Page 24: “Progressives level the same charges at people thirty years later.” Should read “…twenty years later.”

Page 85: “Governor Reagan in 1972 signed the Lanterman-Petris-Short Act” should be “…in 1967 signed…”

Page 91: “Eighty-nine percent of the remaining 12,000 patients in California’s state mental hospitals in 2018 were there for criminal cases.” Should read: “Ninety-one percent of the remaining 12,000 patients served by California’s state mental hospitals in 2017-2018 were there for criminal cases.”

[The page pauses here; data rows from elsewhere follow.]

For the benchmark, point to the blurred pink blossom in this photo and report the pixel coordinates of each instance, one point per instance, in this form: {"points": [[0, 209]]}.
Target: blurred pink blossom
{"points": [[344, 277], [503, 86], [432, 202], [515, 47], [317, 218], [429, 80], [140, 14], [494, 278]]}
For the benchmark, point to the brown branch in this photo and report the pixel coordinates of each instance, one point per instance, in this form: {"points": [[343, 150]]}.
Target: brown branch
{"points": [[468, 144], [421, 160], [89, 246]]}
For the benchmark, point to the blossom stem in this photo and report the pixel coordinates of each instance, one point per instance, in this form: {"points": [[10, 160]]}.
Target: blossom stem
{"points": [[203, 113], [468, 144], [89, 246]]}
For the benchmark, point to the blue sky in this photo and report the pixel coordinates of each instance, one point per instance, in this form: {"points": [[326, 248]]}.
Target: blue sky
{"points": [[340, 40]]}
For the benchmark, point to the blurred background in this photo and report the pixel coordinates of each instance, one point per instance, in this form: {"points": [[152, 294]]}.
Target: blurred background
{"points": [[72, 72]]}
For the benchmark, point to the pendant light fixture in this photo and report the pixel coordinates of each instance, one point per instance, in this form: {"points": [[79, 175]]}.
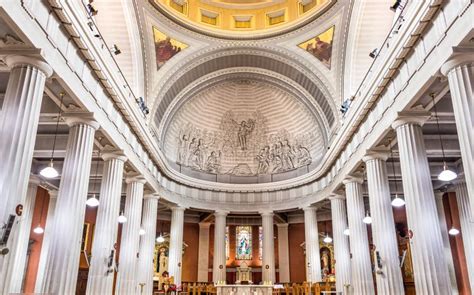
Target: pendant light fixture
{"points": [[93, 201], [39, 229], [397, 201], [49, 171], [446, 174]]}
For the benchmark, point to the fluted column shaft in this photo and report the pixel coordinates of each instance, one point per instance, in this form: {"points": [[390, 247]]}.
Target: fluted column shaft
{"points": [[446, 245], [460, 73], [203, 258], [61, 273], [361, 268], [127, 276], [268, 259], [341, 243], [101, 276], [147, 243], [48, 232], [18, 125], [311, 233], [467, 228], [218, 267], [283, 253], [15, 277], [176, 244], [427, 244], [389, 277]]}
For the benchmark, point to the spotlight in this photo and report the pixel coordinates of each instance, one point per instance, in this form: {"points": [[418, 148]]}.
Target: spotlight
{"points": [[91, 9], [396, 4], [115, 50], [453, 231], [374, 52]]}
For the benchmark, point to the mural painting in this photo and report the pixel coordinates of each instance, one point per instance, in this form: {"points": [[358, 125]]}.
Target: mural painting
{"points": [[242, 146], [320, 46], [165, 47]]}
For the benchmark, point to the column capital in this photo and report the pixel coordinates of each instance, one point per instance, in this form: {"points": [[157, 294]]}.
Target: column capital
{"points": [[266, 213], [151, 195], [411, 117], [18, 60], [110, 153], [135, 177], [353, 178], [204, 225], [53, 193], [336, 197], [376, 154], [457, 60], [221, 213], [76, 118]]}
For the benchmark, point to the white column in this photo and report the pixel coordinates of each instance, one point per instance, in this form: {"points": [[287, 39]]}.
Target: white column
{"points": [[427, 244], [147, 243], [203, 258], [389, 277], [361, 268], [127, 277], [48, 231], [218, 266], [18, 125], [460, 73], [15, 277], [61, 275], [467, 228], [446, 245], [101, 275], [176, 244], [311, 233], [283, 253], [268, 259], [341, 242]]}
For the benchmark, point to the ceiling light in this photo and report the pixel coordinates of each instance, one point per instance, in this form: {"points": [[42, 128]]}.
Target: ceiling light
{"points": [[453, 231], [160, 239], [122, 218], [38, 230], [49, 171], [446, 174], [367, 219], [398, 202], [327, 239], [92, 201]]}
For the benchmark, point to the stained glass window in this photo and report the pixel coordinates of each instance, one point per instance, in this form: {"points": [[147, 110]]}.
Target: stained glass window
{"points": [[244, 242], [260, 242], [227, 250]]}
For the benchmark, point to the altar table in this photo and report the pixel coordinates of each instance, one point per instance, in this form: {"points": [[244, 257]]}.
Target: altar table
{"points": [[244, 289]]}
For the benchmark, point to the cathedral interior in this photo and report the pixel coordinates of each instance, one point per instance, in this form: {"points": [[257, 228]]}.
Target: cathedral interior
{"points": [[235, 147]]}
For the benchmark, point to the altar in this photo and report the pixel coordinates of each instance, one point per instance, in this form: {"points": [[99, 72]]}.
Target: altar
{"points": [[244, 289]]}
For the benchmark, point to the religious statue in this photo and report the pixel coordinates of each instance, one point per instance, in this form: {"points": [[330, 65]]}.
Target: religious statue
{"points": [[244, 131]]}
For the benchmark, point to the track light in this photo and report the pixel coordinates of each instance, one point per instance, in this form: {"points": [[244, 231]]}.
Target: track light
{"points": [[374, 52], [115, 50]]}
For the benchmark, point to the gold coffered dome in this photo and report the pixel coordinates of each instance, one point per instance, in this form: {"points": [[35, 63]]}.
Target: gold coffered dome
{"points": [[242, 16]]}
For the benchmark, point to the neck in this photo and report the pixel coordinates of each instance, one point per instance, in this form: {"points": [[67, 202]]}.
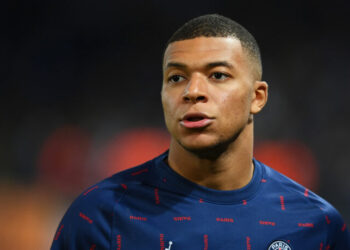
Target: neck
{"points": [[231, 169]]}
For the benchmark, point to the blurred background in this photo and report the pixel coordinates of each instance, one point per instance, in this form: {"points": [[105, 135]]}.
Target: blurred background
{"points": [[80, 98]]}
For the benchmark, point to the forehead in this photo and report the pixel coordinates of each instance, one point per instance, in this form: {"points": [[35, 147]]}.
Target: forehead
{"points": [[202, 50]]}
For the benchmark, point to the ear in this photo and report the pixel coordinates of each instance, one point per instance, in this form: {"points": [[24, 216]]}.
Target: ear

Page 97: “It was more valuable to sell the homes than to be reimbursed by Medi-Cal and Medicare, which was only $1,058 per person per month.” Should be “It was more valuable to sell the homes than to be reimbursed by residents through their Supplemental Security Income checks, which was only $1,058 per person per month.”

Page 111: “The legislation would have changed the law to include people who use drugs or have been 5150’d…” Should be “The legislation would have changed the law to include people who use drugs and have been 5150’d…” and the quote belongs to Supervisor Shamann Walton not Matt Haney, who supported the legislation.

Page 198: The sentences starting with “Since 2008…” and ending with “…thousands of lives every year.” should be rewritten as such, quotations marks included: “Since 2008, the number of cops per capita has retreated from the post-crime-wave peak, thanks both to state and local austerity and to growing agitation against policing,” argued one expert. The declining police presence caused or contributed to the “plateauing” of the crime decline, and “costs millions of dollars and thousands of lives every year.”

Pg 361, citation 50 should be: Charles Fain Lehman, “Police Departments on the Brink,” City Journal, November 11, 2020, www.cityjournal.com.